Le champ de la bande dessinée est structuré par un clivage pour ainsi dire institutionnel entre, d’un côté, la production dite réaliste et, de l’autre côté, la bande dessinée d’humour. Ces catégories sont doubles : elles désignent à la fois des contenus (les bandes dessinées d’aventures, épiques ou dramatiques, mais aussi, plus récemment, les œuvres affichant vis-à-vis du réel une fidélité d’ordre documentaire : reportage, autobiographie… en tant que les unes et les autres s’opposent à celles qui cultivent la satire, le gag, recherchant l’effet comique au prix de toutes les outrances, extravagances et invraisemblances) et des modes de représentation, des styles graphiques.

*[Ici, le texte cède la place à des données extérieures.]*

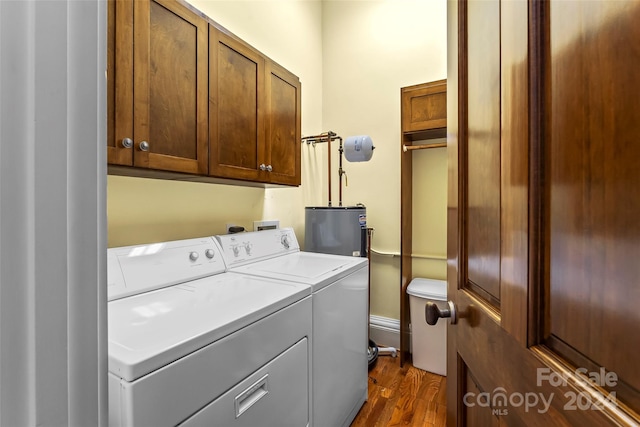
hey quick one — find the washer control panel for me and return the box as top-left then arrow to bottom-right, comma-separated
107,237 -> 226,301
215,227 -> 299,268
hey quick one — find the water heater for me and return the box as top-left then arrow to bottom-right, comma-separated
304,206 -> 367,257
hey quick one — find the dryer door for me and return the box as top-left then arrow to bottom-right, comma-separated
180,338 -> 308,427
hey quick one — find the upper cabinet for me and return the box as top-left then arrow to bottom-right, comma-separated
208,27 -> 301,186
107,0 -> 208,174
401,80 -> 447,140
107,0 -> 301,186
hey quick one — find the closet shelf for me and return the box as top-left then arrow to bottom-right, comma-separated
403,128 -> 447,141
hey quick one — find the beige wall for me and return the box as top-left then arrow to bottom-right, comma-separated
322,1 -> 447,318
107,0 -> 448,321
411,143 -> 448,281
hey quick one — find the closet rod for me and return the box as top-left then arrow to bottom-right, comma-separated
402,142 -> 447,152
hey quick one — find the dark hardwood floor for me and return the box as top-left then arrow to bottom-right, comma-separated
351,355 -> 447,427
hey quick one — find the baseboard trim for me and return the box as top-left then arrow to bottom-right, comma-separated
369,315 -> 400,349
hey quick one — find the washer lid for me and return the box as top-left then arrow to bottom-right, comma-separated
231,251 -> 367,291
407,278 -> 447,301
108,272 -> 310,382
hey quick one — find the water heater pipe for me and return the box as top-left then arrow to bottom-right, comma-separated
327,134 -> 332,206
338,137 -> 345,206
301,131 -> 341,206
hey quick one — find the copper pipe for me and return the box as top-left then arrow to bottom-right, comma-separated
366,227 -> 374,341
327,135 -> 332,206
338,137 -> 344,206
301,131 -> 340,206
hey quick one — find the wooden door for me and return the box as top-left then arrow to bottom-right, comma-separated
445,0 -> 640,425
209,27 -> 265,182
264,60 -> 301,186
132,0 -> 208,174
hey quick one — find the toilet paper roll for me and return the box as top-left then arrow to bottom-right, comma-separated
344,135 -> 375,162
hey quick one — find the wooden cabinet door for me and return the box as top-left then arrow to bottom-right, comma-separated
209,27 -> 265,182
401,80 -> 447,135
445,0 -> 640,425
107,0 -> 134,166
132,0 -> 208,174
264,61 -> 301,186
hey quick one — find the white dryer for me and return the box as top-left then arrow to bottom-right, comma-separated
107,236 -> 312,427
215,228 -> 368,427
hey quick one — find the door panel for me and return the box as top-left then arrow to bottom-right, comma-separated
401,82 -> 448,134
267,73 -> 296,176
265,61 -> 301,186
466,0 -> 501,304
546,0 -> 640,412
209,28 -> 265,181
218,42 -> 259,169
133,0 -> 208,174
463,364 -> 500,427
107,0 -> 134,166
148,1 -> 197,160
446,0 -> 640,425
499,0 -> 529,344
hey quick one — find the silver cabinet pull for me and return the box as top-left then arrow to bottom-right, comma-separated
266,164 -> 273,172
121,137 -> 133,148
259,164 -> 267,171
139,141 -> 150,152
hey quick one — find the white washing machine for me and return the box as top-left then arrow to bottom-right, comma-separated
107,236 -> 312,427
215,228 -> 368,427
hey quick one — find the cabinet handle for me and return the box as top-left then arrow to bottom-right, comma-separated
266,165 -> 273,172
139,141 -> 150,152
259,164 -> 267,171
121,137 -> 133,149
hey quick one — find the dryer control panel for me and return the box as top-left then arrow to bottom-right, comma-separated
108,237 -> 226,301
215,227 -> 299,268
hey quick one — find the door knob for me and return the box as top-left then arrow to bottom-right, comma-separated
139,141 -> 150,152
425,301 -> 457,325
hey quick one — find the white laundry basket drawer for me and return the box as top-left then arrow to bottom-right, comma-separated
180,338 -> 308,427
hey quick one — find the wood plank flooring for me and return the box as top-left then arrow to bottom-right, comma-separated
351,356 -> 447,427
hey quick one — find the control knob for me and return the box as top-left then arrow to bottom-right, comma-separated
281,235 -> 290,249
189,251 -> 199,261
205,249 -> 215,259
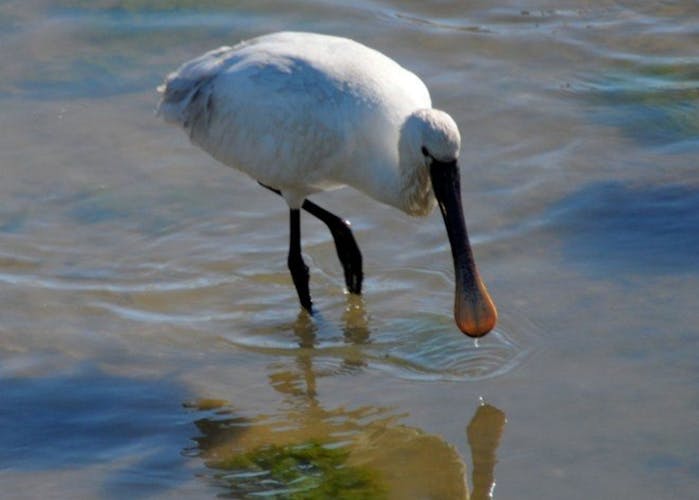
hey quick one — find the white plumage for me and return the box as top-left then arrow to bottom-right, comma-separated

Cependant, dès qu’on examine ces catégories de plus près, elles apparaissent floues et peu opératoires. Comme l’ont observé Bruno Lecigne et Jean-Pierre Tamine, chez bien des auteurs classés comme réalistes – Tardi, Golo, Loustal… −, on trouve des « composantes graphiques issues de la caricature » (1983 : 9). Par ailleurs, on ne sait trop quel sort réserver aux « aventures humoristiques » (dont les aventures de Spirou et Fantasio sont un bon exemple), qui partagent avec le récit d’aventures traditionnel une certaine ampleur, le recours au suspense et aux situations dramatiques, mais qui sont par ailleurs empreintes de fantaisie et d’humour et dessinées dans un style caricatural. Tome et Janry ont tenté l’expérience d’un Spirou plus sombre, plus « réaliste », avec l’épisode Machine qui rêve (album paru en 1998), mais cette proposition est restée sans suite et le duo a ensuite abandonné la série.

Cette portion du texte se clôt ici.